敵は海賊 ~猫たちの饗宴~ (Teki wa Kaizoku: Neko no Kyōen)
- Genre: Science fiction, action, comedy
- Directed by: Katsuhisa Yamada
- Written by: Akinori Endō
- Studio: Kitty Film Mitaka Studio
- Released: 1989–1990
- Runtime: 30 minutes (each)
- Episodes: 6

= The Enemy's the Pirates! =

1990 Japanese original video animation

The Enemy's the Pirates!: The Cat's Banquet (敵は海賊 ~猫たちの饗宴~, Teki wa Kaizoku: Neko no Kyōen) is a 1990 Japanese science fiction action comedy original video animation (OVA) series. It's based on a novel series by Chōhei Kambayashi.

==Plot==
The action anime centers about Apulo, a cat-type alien detective from the Pirate Division, and his colleague Raul Latell Satoru, along with the Al-equipped frigate Lagendra, who pursue the largest pirate in the Solar System, Youmei Shalom Tsuzakki.

==Characters==
- Raul Latell-Satoru: Hideyuki Tanaka
- Apullo: Yūji Mitsuya
- Lagendra: Kenyu Horiuchi
- Marsha M.: Chie Kōjiro
- Chief Buster: Shinji Ogawa
- Youmei Czaki: Jouji Nakata
- Luck Jubilee: Tesshō Genda
- Herbert Katz: Kaneto Shiozawa
- Vesta Chicago: Shingo Kanemoto
- Kali Durga: Noriko Ohara
- Old Carma: Osamu Saka
- Sergeant Petroa: Daisuke Gōri
- Maniac: Mika Doi
- Yoshizaki: Isamu Tanonaka
- Dr.
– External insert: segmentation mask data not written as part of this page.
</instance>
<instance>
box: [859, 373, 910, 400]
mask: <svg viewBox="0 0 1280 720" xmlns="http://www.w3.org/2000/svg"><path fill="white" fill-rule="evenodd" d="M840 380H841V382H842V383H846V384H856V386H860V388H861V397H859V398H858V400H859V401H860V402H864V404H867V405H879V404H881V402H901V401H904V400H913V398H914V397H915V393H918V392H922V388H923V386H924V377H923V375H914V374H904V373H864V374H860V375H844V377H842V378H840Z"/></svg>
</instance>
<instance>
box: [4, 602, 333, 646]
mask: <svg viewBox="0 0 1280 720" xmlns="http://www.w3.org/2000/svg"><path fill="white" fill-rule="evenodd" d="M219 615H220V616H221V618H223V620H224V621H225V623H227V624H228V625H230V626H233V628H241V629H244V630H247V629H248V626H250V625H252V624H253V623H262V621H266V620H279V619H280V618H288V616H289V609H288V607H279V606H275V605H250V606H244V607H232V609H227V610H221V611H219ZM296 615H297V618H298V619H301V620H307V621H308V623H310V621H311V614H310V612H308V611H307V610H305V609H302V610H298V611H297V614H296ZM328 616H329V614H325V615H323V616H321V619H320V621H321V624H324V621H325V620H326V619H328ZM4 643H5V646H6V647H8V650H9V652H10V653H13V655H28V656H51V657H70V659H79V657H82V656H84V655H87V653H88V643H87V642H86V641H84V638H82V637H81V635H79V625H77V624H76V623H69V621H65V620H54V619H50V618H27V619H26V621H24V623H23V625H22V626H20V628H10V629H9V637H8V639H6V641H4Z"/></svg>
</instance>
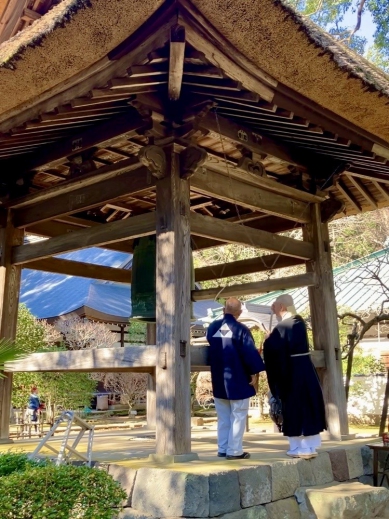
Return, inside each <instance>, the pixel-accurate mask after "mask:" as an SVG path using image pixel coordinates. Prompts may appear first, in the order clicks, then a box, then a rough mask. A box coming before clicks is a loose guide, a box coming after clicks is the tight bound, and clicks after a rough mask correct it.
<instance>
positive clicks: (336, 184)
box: [335, 180, 362, 213]
mask: <svg viewBox="0 0 389 519" xmlns="http://www.w3.org/2000/svg"><path fill="white" fill-rule="evenodd" d="M335 185H336V188H337V189H338V190H339V191H340V193H341V194H342V195H343V196H344V198H345V199H346V200H347V202H348V203H349V204H351V205H352V207H353V208H354V209H356V211H357V213H360V212H362V207H361V206H360V204H359V202H358V201H357V200H356V199H355V198H354V196H353V194H352V193H351V191H350V190H349V188H348V187H347V186H346V184H345V183H344V182H343V181H342V180H338V181H337V182H336V184H335Z"/></svg>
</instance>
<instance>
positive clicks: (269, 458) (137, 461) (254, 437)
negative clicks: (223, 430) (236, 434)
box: [0, 427, 389, 519]
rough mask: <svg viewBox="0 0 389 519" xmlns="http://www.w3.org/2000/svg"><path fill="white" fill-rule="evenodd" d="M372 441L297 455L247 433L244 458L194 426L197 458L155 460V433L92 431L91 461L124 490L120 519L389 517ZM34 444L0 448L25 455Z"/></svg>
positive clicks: (193, 440) (212, 434)
mask: <svg viewBox="0 0 389 519" xmlns="http://www.w3.org/2000/svg"><path fill="white" fill-rule="evenodd" d="M56 441H60V438H58V440H56ZM378 441H379V440H378V439H377V438H374V439H372V438H369V439H367V438H358V439H354V440H348V441H344V442H333V441H324V442H323V445H322V447H321V448H320V449H319V455H318V457H317V458H314V459H311V460H302V459H292V458H289V457H288V456H287V455H286V449H287V445H288V444H287V441H285V439H284V438H283V436H282V435H280V434H275V433H263V432H261V431H256V430H251V431H250V432H249V433H246V435H245V441H244V448H245V450H248V451H249V452H251V455H252V456H251V458H250V459H248V460H238V461H236V460H234V461H228V460H226V459H223V458H218V457H217V456H216V453H217V446H216V431H215V430H214V428H213V429H210V428H207V429H202V428H200V427H198V428H193V430H192V451H193V452H196V453H197V454H198V456H199V459H198V460H195V461H191V462H186V463H175V464H164V465H160V464H157V463H155V462H154V461H151V460H150V459H148V456H149V454H152V453H153V452H154V445H155V440H154V433H153V432H152V431H147V430H146V429H136V430H131V431H126V432H124V431H120V432H99V433H97V434H96V436H95V440H94V445H93V459H94V460H96V461H97V462H99V463H98V466H99V467H100V468H101V469H103V470H107V471H108V472H109V473H110V474H111V475H112V476H113V477H114V479H116V480H118V481H120V483H121V484H122V486H123V488H125V490H126V492H127V499H126V501H125V502H124V503H123V506H124V507H125V508H124V510H123V512H122V514H121V519H162V518H171V517H177V518H178V517H182V518H186V517H188V518H189V517H191V518H212V517H220V518H222V519H351V518H352V519H371V518H377V519H384V518H385V519H389V490H387V489H386V488H374V487H372V486H371V485H372V455H371V450H370V449H369V448H368V447H366V444H367V443H373V442H378ZM36 444H37V441H36V440H35V441H23V442H21V441H18V442H15V443H14V444H11V445H1V446H0V447H1V450H2V451H5V450H19V451H20V450H25V451H30V452H31V451H32V450H33V449H34V448H35V446H36ZM85 449H86V445H85V443H84V442H82V443H81V444H80V446H79V450H80V451H81V452H82V451H85ZM47 452H48V451H47ZM381 462H382V460H381ZM385 514H386V515H385Z"/></svg>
Yui: Hiroshi Masuoka
- Layer: Rokurō Naya
- Deniken: Kinryū Arimoto
- Yamaki: Masashi Ebara
- Elan: Masako Oka
- Miller: Yasunori Matsumoto
- Joe: Naoki Tatsuta

==Releases==
It was released on VHS, Laserdisc and DVD in Japan and on VHS in the United Kingdom.

==Reception==
On Anime News Network, Justin Sevakis called the original Japanese version "bland and inoffensive", saying he "can't imagine anyone hating it, but nobody's going to really enjoy it today".